24 Następnie powiedział Jeremiasz do całego ludu i do wszystkich kobiet: "Słuchajcie słowa Pańskiego, cały ludu judzki, przebywający w Egipcie! 25 To mówi Pan Zastępów, Bóg Izraela: Wy, kobiety, mówicie to własnymi ustami i wykonujecie własnymi rękami, mówiąc: "Wypełnimy niezawodnie nasze śluby, jakie uczyniłyśmy, by ofiarować kadzidło królowej nieba i wylewać na jej cześć płyny". Dobrze! Wypełniajcie więc swe śluby, wylewajcie płynne ofiary! 26 Dlatego posłuchajcie słowa Pańskiego, cały Judo, mieszkający w ziemi egipskiej. Przysiągłem na swe wielkie Imię - mówi Pan - że w całym Egipcie nigdy nie będzie już wzywane moje Imię przez kogokolwiek z Judy, który by mówił: "Na życie Pana!" 27 Oto czuwam nad wami na wasze nieszczęście, a nie na pomyślność. Wszyscy ludzie z Judy znajdujący się w ziemi egipskiej wyginą doszczętnie od miecza i głodu. 28 Ci, co się uratują od miecza, powrócą do ziemi judzkiej w bardzo małej liczbie, aby poznała cała reszta Judy, która przybyła do ziemi egipskiej celem osiedlenia się, czyje słowo się wypełni: moje czy ich. 29 To będzie dla was znakiem - wyrocznia Pana - że ukarzę was w tym miejscu, abyście poznali, że moje słowa wypełnią się całkowicie na wasze nieszczęście. 30 To mówi Pan: Oto wydam faraona Chofrę, króla egipskiego, w ręce jego nieprzyjaciół i w ręce tych, co nastają na jego życie, podobnie jak wydałem Sedecjasza, króla judzkiego, w ręce Nabuchodonozora, króla babilońskiego, jego wroga, czyhającego na jego życie". (Jer 44, 20-30)
20-30. Kontrowersję kończy Jeremiasz, udzielając słuchaczom definitywnej odpowiedzi w tonie niezwykle uroczystym, a nawet ustalając znak na potwierdzenie prawdziwości swoich zapowiedzi.
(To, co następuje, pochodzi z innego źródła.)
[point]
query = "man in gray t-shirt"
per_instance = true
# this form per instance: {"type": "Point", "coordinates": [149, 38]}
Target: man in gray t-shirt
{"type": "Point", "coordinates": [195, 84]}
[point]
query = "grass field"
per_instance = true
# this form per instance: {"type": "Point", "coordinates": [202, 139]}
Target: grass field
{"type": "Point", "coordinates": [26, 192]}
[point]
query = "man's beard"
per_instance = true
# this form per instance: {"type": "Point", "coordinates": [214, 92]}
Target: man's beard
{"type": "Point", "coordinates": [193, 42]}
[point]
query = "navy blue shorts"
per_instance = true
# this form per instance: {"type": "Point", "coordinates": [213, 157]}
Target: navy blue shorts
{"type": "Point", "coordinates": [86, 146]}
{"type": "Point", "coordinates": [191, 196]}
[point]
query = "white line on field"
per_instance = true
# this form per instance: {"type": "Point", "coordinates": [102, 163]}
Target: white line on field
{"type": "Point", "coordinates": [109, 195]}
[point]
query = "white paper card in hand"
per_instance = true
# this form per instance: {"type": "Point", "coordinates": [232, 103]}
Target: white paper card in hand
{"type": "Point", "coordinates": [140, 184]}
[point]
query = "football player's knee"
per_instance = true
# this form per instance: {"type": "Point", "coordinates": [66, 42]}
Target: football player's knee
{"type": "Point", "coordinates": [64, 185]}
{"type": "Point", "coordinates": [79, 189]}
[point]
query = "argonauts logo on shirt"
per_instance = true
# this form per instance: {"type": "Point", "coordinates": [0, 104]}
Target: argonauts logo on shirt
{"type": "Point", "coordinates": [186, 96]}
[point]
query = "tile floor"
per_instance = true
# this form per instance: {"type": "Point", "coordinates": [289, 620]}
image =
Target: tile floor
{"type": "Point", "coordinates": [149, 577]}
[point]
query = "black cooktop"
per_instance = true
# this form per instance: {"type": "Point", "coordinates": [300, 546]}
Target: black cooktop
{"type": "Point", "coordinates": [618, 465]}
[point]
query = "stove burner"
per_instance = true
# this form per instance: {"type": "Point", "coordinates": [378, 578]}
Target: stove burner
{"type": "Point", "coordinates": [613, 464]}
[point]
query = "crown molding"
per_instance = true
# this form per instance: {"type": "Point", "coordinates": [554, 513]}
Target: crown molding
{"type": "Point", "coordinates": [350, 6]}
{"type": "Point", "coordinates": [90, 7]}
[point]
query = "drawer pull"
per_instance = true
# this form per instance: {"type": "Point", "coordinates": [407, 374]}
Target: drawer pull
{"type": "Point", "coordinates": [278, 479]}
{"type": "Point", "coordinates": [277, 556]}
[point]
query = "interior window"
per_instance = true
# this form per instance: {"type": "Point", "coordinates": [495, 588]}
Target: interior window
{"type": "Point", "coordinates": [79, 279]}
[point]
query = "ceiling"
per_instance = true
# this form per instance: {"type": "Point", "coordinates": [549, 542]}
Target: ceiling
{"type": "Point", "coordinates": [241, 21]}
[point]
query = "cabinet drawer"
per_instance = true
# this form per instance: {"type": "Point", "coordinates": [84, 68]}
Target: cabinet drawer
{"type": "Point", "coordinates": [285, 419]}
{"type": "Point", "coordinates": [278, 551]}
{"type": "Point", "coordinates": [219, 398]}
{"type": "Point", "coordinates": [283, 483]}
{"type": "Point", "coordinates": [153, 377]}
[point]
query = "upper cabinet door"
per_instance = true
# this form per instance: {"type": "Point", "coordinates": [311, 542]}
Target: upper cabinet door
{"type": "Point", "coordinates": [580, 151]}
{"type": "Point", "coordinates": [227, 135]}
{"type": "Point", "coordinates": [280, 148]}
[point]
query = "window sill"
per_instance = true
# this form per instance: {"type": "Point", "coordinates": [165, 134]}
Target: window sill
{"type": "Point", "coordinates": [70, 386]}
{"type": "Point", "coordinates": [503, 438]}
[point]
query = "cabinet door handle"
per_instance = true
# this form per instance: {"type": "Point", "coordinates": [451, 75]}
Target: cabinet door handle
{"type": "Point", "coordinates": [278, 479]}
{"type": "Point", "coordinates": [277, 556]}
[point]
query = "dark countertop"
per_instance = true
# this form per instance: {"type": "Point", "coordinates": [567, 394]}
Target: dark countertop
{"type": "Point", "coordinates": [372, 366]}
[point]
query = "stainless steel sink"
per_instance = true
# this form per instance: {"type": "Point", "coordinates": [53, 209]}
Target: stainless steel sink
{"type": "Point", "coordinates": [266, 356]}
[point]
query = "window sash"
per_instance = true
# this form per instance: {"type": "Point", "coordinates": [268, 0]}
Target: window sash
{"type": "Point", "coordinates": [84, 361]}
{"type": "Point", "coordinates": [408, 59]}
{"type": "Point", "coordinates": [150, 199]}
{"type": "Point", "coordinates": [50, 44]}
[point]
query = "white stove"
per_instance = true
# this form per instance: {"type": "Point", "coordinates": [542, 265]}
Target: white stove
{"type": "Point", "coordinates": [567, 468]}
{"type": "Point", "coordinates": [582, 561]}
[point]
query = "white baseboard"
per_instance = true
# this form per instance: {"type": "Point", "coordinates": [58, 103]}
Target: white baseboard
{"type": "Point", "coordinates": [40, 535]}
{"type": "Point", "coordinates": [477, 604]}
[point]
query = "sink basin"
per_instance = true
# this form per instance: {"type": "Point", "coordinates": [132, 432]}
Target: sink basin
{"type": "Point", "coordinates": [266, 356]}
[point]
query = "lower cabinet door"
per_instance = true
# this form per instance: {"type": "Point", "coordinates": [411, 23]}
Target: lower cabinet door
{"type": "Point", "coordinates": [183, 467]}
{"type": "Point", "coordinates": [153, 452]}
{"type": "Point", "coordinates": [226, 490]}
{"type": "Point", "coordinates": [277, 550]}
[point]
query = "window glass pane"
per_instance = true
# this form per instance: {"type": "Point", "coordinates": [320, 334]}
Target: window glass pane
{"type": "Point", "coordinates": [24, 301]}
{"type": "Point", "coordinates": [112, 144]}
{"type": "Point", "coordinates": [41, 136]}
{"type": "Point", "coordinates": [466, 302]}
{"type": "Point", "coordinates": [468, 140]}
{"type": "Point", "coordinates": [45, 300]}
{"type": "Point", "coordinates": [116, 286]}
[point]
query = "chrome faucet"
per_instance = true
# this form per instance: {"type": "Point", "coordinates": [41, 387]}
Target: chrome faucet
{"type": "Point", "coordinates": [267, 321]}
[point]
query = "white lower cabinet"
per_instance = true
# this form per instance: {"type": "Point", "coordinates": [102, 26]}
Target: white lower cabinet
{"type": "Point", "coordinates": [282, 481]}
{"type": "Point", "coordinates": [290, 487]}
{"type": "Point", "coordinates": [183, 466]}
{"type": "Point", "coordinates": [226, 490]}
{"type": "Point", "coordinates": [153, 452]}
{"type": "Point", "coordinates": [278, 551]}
Ruina kraju jest owocem gniewu Jahwe za wszelkiego rodzaju praktyki bałwochwalcze sprawowane w ostatnich latach monarchii.
Wzorem swoich wielkich poprzedników (zwłaszcza Iz 7, 11; 37, 30 i cz.) ustala Jeremiasz znak, co potwierdzi prawdziwość zapowiedzi. Będzie on polegał na popadnięciu faraona Hofry (gr. Apries) w niewolę, podobnie jak się dostał w ręce nieprzyjaciół król judzki Sedecjasz. Z proroctwa nie wynika, że nieprzyjaciółmi, w których ręce wpadnie Hofra, będą Babilończycy, tym mniej Nabuchodonozor ze swymi przywódcami; ci ostatni służą jedynie za porównanie. Wprawdzie Nabuchodonozor odniósł zwycięstwo nad Egiptem w roku 568; przeciwnikiem jego był jednak nie Hofra, lecz jego następca Amasis. W zapowiedzi Jeremiasza chodzi raczej o wynik walki, jaka się wywiązała między Nabuchodonozorem a Amasisem w wyniku której Hofra został zamordowany lub poległ. Wg Herodota Amasis wydał Apriesa (Hofrę) Egipcjanom. Ci udusili go, następnie zaś pogrzebali w jego rodzinnym grobie. Znajduje się on w świątynnym obwodzie Ateny.